A bureaucrat in Washington has decided to spend $89,000 of your tax dollars to make himself and like-minded souls on Capitol Hill feel better. The chief administrative officer of the U.S. House of Representatives is purchasing carbon credits for the U.S. Capitol.

Daniel Beard, the administrator, is making his purchase from the Chicago Climate Exchange (CCX), a financial institution favored with a celebratory visit from Al Gore shortly after the former vice president and climate activist won his Nobel Prize.

As government spending goes, this is a pittance. But it is taxpayer revenue that is being spent on behalf of a dubious, but oh-so-politically correct, cause. This expenditure doesn’t make me see green—it makes me see red.

In theory, carbon offsets are simple. As the Washington Post explained (in an article that was unusually skeptical for one on the environment), “You simply turn over some money, and the offsetters promise to absolve your sins by putting it to use on green technologies, planting trees, pumping carbon dioxide underground and the like.”

The problem is that the buyer of carbon offsets doesn’t really know what, if anything, he is getting for his money. “What are you buying besides a piece of paper that is well printed and that says you are a morally superior person?” says Myron Ebell of the Competitive Enterprise Institute.

The institutions that sell carbon offsets, most of which are for-profit outfits, have a wide variety of ways of spending the money. They might contribute to a wind farm or to planting trees to absorb the carbon in the atmosphere. It is, of course, almost always impossible to measure the impact, if any, of carbon credits.

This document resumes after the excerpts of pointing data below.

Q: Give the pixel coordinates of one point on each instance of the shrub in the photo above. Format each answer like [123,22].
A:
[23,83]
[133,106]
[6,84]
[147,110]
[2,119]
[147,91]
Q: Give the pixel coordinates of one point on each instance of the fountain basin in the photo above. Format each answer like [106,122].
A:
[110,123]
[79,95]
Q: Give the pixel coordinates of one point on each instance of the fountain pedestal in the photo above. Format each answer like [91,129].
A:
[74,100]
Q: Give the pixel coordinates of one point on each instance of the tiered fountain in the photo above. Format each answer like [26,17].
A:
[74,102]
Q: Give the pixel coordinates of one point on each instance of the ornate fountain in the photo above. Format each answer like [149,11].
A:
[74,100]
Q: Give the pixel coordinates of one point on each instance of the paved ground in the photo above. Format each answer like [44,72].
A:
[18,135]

An investigation by the Financial Times newspaper suggested that some organizations are paying for emissions reductions that don’t occur. Others have received credits for doing things that they were going to do anyway. The FT also found a “shortage of verification.” A climate researcher from Princeton University told USA Today, “No one knows what to trust.”

According to the Washington Post, researchers at Tufts University warned last year that “voluntary offsets are of limited value to solve the increasing threat of climate change.  They should not be seen as a way to buy ‘environmental pardons.'”

Will a $500 contribution to a wind farm really erase your carbon footprint, after you’ve flown around the earth in an emissions-producing jet? Planting trees is nice, but it won’t do much for reducing emissions for years to come. Trees don’t grow overnight. Ebell notes the irony: Climate alarmists often insist that we must do something now.

While rich companies, people, and nations can afford to buy carbon offsets, poorer nations can’t—and they need high energy of the “bad,” carbon-producing kind, if they are to develop their economies. Carbon reduction could mean economic stagnation for many of the world’s poor. They are a luxury purchase for those who are able to enjoy the good things of life, and then pay a fee for absolution.

The outfit where Mr. Beard has chosen to spend our money may not have been a good choice. According to the Post, Chicago Climate Exchange has been criticized by an advocacy group, Clean Air-Cool Planet, which claims that some of the financial instruments offered at the Chicago Climate Exchange may actually be “undercutting the carbon-offset market because it is becoming difficult to judge whether such credits represent any real greenhouse gas reductions.”

Mr. Beard is unfazed (as one often is when spending somebody else’s money). “What can I say? I just disagree,” Beard told the newspaper. “Obviously, this is an emerging marketplace, but it’s a marketplace of the future, and the Capitol is leading. My question is, why wait?”

One good reason to wait is that a government study of the growing carbon-offset industry is expected in April. Reps. Thomas Davis (R-Va) and Darrell Issa (R-Calif.) asked Beard to wait for that study before committing taxpayer dollars. Rep. Vernon J. Ehlers (R-Mich.), a physicist and member of the committee, also asked Beard to delay. “Using our limited House resources for purchases where the measure of return is so dubious makes me very wary,” Ehlers reportedly wrote to Beard. Well, actually that looks like three good reasons to wait.

As is often the case, taxpayer money was spent to make somebody, not necessarily the taxpayer, feel good.


Charlotte Hays is senior editor at the Independent Women’s Forum.